As I have stated earlier, the decision needs to be broadly modified. I doubt that we can guarantee future generations of women their freedom unless we can defend it reasonably. No intellectually honest person, in light of the fact that the Fourteenth Amendment directly states that citizenship begins at birth or naturalization, can seriously maintain that fetuses have Constitutional rights. PD once asked me if this gives people the right to murder illegal immigrants. I could only respond that the right to pick off border-runners with your uzi is not central to the concept of ordered liberty.

I honestly see nothing in the Due Process Clauses to indicate a right to privacy. I also think that penumbras are just made up. But the Ninth Amendment holds great promise. Some have claimed that it is merely a construction rule. However, if it can preempt certain constructions of the Constitution itself, it is at least coequal with anything else in the document, and these unenumerated rights acquire a fundamental status.
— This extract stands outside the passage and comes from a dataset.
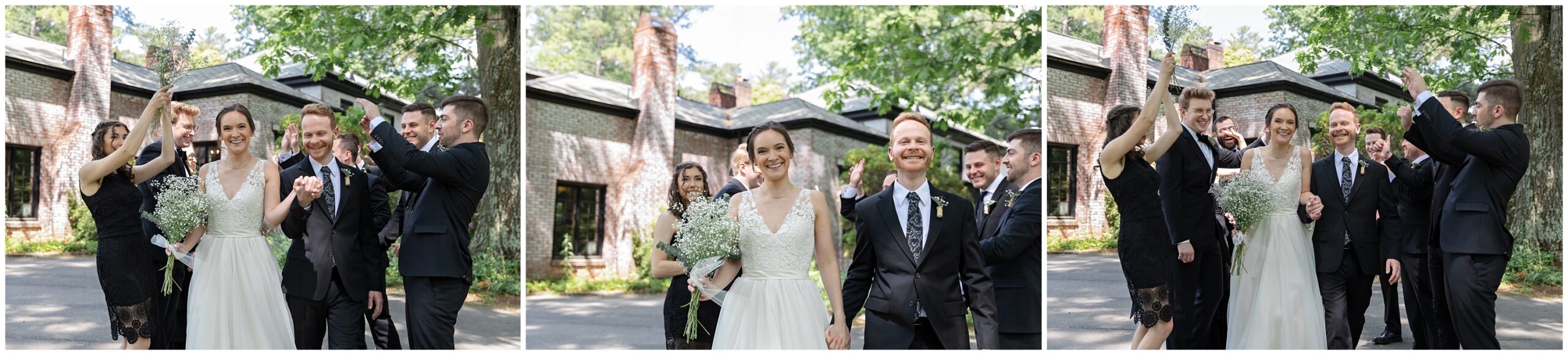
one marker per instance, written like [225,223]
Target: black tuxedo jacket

The next part is utterly subjective. The courts are entrusted with the onerous task of having to divine these rights in order that the Constitution does not disparage them. The right to privacy seems to be the most self-evident. I doubt that many people, apparently including John Roberts, would deny its existence (at least not when removed from the company of like-minded Reagan Administration lawyers). I suppose it is also subjective to include abortion among these rights. The fact of the matter is that nothing can prepare a judge to make such a determination, and he or she can only be expected to do his or her best.

This, however, is the wrong approach, in my opinion. Abortion is a matter that pertains directly to women, and the legal considerations should be centered on women. It is my contention that the right to abortion is protected under the Equal Protection Clause.

It is a sad fact of biology that the burdens of child-bearing are not shared equally by men and women. But men and women are equals under the law. Since women would see their ability to exercise their political, social and legal rights severely compromised by the inability to make a choice about the decision to have children, the right to abortion is thus essential. It is not an issue of sybaritic irresponsibility about fertility, but one of equal rights. The connection is indirect, inasmuch as the woman was not impregnated by the government, but the fact remains that such burdens would not fall upon her head unless the government, by the conscious act of banning abortion, involved itself.

We have heard too much about how this is a private choice. I can accept that statement legally, but I cannot deny that the decision to have an abortion often affects a great many people. It is a decision of extraordinary import, and unless we ensure that it is made by those women whose autonomy is at stake more than anything else, we have miscarried the duty of Constitutional justice.